The reward of any hunt is found in being surrounded by natural beauty and wildlife.  After all, how can one encounter and observe the natural beauty around us without setting foot in the woods?  Grouse hunting offers great exercise and the chance to make critical observations that can be used during future hunts during archery season and the regular big game season, provided one can remember to observe the surroundings for many different signs of game activity.  Grouse certainly share their habitat with whitetail deer, and hunters should expect to encounter rub lines, feeding sign and bedding areas while beating the bushes for thunderbirds.

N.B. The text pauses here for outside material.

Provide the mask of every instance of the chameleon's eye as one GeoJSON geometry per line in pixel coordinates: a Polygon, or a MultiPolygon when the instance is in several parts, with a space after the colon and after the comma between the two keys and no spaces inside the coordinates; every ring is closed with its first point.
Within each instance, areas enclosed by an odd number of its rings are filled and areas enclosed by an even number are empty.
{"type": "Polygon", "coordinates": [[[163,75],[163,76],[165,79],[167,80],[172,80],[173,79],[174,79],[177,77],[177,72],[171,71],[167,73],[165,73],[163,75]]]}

Use Grouse hunting to introduce youth to the sport

Early season grouse hunting is the perfect time to introduce younger hunters to the sport.  Unlike the demands of big game hunting (sitting still for hours on end,) a morning or afternoon grouse hunt is well-suited for younger hunters, as the hunt involves covering some area, provides excellent exercise and offers some their first glimpse into nature in its natural state.  After all, hiking a well cut trail is still hiking a trail.  Getting off the beaten path exposes our youth to encounters rarely experienced by those who do not hunt, as well traveled trails are also well known to wildlife, and oftentimes game birds and big game animals will avoid these areas, or approach these trails with trepidation, concealing them so that they avoid detection.  The grouse hunter, however, receives physical benefits negotiating rough terrain, while simultaneously encountering game in their natural setting.  Some believe youth hunters become bored while in pursuit of big game.  Although boredom is one factor driving some youths away from hunting, the lack of real experience is even more damaging.  Grouse hunting delivers the most realistic hunting experience without the necessity of sitting still, just waiting for game to appear.  A good hike through the woods delivers physical activity while providing the seasoned hunter the chance to answer the questions young hunters pose on the spot, in the field, where the answers have more relevance.  After all, silence in the woods is far less important on a grouse hunt than when sitting in a blind or a stand during deer season.  Youth should be encouraged to ask questions while hunting grouse.  Show and tell answers accomplish far more with younger hunters than explanations back at camp.

Places to hunt

The western New York southern tier is perhaps the best area to find good numbers of grouse.  Some great options for the grouse hunter include the Allegany State Park, the New Harmony State Forest, the Pierce Run State forest, and the Harwood Lake multi-purpose state lands.  Remember to take a kid hunting, and give the gift that lasts a lifetime.